In an article by Zhai Yun Tan the topic about the effect of Google is discussed, and arguments that Google make us dumber and smarter are both brought up. One thought is that having information at our disposal makes room for more info because we do not need to remember so much information. An example of this that the article mentions is our friends birthdays. Facebook users do not need to remember or even think about their friends birthdays until the day of when Facebook will remind. This is much like how when I see a movie with an actor I recognize, I immediately Google the movie to find out what I recognize them from. This seems arbitrary which it totally is, but I am happy that I don’t waste too much brain power trying to memorize every Ryan Gosling movie.

As teachers it might seem frustrating that students automatically turn to Google to answer the questions we post, but we can use Google to help students become critical thinkers. One thing I often is hear is that we need to teach our students to think critically, and I believe Google goes hand-in-hand with this. Like I mentioned before, there is seemingly infinite information on the internet which means we can always be analyzing and critiquing. I myself am still learning to critique the information that comes across my screen, so how am I going to teach my students to do this?
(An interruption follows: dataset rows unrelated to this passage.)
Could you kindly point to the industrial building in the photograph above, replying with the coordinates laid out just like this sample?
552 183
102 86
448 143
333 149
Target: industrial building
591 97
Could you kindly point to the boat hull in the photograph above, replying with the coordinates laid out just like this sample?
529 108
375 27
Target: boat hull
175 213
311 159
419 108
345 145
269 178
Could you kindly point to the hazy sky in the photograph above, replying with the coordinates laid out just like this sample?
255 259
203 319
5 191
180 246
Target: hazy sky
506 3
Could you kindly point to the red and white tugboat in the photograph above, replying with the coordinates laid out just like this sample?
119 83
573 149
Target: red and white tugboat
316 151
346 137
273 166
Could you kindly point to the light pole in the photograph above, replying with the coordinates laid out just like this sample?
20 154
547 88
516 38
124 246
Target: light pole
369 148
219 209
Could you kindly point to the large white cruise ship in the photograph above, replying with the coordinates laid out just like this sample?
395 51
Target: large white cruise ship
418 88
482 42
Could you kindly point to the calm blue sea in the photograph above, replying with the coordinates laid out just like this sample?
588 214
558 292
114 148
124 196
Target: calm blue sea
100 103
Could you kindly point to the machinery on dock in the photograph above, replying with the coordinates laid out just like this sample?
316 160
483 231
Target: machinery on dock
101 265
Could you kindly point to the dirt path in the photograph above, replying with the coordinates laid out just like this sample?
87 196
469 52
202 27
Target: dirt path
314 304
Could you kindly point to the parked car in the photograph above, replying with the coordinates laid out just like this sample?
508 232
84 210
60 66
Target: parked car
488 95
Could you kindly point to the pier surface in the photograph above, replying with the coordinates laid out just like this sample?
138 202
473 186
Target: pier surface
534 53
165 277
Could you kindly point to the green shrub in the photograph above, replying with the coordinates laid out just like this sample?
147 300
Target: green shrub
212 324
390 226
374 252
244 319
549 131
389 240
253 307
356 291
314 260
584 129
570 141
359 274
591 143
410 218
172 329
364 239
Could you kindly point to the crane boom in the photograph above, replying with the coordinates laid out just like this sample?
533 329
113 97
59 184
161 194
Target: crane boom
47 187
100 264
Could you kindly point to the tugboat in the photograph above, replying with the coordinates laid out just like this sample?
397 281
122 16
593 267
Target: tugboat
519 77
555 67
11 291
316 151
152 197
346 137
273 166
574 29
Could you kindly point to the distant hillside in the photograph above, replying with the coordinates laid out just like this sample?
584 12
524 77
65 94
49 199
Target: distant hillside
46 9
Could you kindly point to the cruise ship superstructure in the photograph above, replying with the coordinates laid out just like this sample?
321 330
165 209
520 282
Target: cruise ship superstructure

One video we watched in ECMP is by John Spencer and is all about how to tell real from fake news apart:

Showing students videos like this one and giving them checklists is a good way to help them critique information they find online. Another way to match your teaching to the Google world is to choose indicators out of the curriculum that call for deeper and personal understanding. Asking students to connect on a personal or relative level means that the answers can’t be Googled because the answers should come from their own experience and voice. For example, in the Grade 9 English Language Arts curriculum in SK this is one of the outcomes:

 

One of the indicators is to “paraphrase a text’s content, purpose, and point of view.” Student’s could easily Google all of that information and not think twice about meaning or connection to themselves. An indicator that leads to deeper understanding is to “identify and explain connections between what is viewed, heard, and read and personal ideas and beliefs.” This indicator calls for students to relate the readings to their personal lives, and not simply Google a plot and it’s themes.

Altogether, I think that Google like any EdTech tool, can be as useful as you want it to be and can be as big an inhibitor as you allow it to be. By requiring students to think critically and make connections to the instinct to get answers off of a Google will be lessened.